As of 8 p.m., the storm was 195 miles southwest of San Juan, but because it’s huge, covering 160,000 square miles, its effects will continue until Saturday.
“It’s still pumping out moisture,” Snell said.
He said the wind will start decreasing Thursday night although it will continue to come out of the southeast, but the showers will continue at least till Saturday.
While meteorologists predicted this would be a rain maker, this hasn’t been the case across the Virgin Islands.
On St. John, the sun came out so frequently, it was possible to soak up a tan in spots out of the wind. A St. Croix Source reporter said it was rainy, cloudy and windy all day, and on St. Thomas there appears to have been a bit more sun.

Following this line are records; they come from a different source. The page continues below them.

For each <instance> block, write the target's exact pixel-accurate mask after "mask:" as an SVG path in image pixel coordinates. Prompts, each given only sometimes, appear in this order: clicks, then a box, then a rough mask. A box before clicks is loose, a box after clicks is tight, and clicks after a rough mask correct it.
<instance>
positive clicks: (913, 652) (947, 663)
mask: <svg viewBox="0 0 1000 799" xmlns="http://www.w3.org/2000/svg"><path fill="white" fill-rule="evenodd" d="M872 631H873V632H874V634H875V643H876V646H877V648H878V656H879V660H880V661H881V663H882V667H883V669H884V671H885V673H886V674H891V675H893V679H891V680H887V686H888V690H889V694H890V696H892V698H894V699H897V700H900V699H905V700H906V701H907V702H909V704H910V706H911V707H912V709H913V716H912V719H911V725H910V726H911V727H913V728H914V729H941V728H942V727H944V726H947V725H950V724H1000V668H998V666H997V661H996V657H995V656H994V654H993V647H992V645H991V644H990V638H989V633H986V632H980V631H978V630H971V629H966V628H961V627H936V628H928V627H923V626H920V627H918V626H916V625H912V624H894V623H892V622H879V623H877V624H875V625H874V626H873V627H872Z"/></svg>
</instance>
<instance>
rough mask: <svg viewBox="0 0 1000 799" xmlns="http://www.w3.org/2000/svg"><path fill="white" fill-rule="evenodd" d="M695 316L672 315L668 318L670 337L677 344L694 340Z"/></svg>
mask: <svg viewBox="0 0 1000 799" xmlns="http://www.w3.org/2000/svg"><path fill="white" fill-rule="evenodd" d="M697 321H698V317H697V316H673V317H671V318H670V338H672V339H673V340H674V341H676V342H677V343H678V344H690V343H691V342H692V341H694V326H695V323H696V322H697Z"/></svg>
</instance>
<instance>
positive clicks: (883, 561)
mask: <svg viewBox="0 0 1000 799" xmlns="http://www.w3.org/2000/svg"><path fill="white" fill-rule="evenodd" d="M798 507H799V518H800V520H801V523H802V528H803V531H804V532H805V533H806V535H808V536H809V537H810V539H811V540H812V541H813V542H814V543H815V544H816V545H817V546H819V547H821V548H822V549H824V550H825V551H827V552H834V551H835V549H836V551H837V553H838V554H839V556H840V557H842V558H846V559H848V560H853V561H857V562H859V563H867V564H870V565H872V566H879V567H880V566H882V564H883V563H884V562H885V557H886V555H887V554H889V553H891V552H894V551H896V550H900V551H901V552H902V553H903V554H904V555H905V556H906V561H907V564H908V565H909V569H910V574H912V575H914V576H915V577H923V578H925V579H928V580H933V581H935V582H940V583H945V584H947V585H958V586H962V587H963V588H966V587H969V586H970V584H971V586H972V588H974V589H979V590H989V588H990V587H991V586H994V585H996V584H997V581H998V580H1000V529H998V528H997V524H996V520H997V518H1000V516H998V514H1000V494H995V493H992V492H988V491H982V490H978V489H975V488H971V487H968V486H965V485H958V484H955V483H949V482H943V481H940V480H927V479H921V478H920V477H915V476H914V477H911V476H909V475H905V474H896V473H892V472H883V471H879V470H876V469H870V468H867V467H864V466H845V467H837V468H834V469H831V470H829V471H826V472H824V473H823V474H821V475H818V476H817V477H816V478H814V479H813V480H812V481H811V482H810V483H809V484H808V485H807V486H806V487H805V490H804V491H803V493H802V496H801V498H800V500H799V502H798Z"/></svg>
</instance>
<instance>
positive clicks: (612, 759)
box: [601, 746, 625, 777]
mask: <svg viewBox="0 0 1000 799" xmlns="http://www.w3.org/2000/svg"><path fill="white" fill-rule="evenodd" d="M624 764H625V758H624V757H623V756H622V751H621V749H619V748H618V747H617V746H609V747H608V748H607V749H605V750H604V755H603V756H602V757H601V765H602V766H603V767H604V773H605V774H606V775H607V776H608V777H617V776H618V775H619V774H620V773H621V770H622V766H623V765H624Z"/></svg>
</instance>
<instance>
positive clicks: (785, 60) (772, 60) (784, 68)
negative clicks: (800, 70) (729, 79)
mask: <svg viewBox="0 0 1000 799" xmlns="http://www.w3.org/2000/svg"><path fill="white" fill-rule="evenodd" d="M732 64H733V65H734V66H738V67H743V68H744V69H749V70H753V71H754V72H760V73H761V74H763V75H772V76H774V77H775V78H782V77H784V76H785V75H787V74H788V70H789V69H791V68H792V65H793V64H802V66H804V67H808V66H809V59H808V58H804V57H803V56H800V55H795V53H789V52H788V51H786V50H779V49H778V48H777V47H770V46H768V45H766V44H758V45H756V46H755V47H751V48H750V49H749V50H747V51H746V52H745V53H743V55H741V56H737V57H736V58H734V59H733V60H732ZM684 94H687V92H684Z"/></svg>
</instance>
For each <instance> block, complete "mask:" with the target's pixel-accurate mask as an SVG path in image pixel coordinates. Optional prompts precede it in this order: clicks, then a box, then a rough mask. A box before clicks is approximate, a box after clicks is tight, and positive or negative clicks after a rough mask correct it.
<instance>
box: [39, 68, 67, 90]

It appears that how strong the wind was depended on where you were. At 8 p.m., the wind was still blowing.
Weather Station Zephyr sits at about 700 feet on Ajax Peak, St. John, where sustained winds of 24 mph around 5 p.m. were reported. The highest wind gust – 45 mph – came around noon. Other gusts ranged between 35 and 44 mph throughout the day. Only .10 inches of rain fell between midnight and 4 p.m.
Snell said that Cyril E. King Airport on St. Thomas got .39 inches of rain between 5 p.m. Wednesday and 5 p.m. Thursday. The maximum wind gust was 45 mph at 2:46 p.m.
At Henry E. Rohlsen Airport on St. Croix, .34 inches of rain fell in the same time period. It also had a maximum wind gust of 45 mph.
Flash flood advisories remain in place until 8 a.m. Saturday.
Airports on both islands were open Thursday, but seaports remained closed. U.S. Coast Guard spokesman Ricardo Castro said mid-afternoon that the Coast Guard must inspect the ports to make sure things like navigational aids are in place before they can reopen.
The closing of the ports means that ferries between St. Thomas and St. John did not run Thursday. However, the V.I. Territorial Emergency Management Agency said late Thursday afternoon that ports are expected to open at 10 a.m. Friday.
The Coral Bay area of St. John had a phone outage Thursday morning, and Internet and power outages were reported on St. Croix.
As of the 8 p.m. update, Isaac had winds of 45 mph with higher gusts. The tropical storm force winds extend outward 185 miles mainly to the northeast of the center. It was moving west-northwest at 16 mph.
Isaac was centered at 16.2 degrees north latitude and 67.8 degrees west longitude. The barometric pressure stands at 1002 millibars or 29.59 inches.
Tropical Depression 10 got the name Tropical Storm Joyce at the 11 a.m. update Thursday. The storm will pass well to the northeast of the territory.
Meteorologists are also keeping an eye on a tropical wave that just popped off the African coast. It’s far too early to tell its impact, if any, on the Virgin Islands.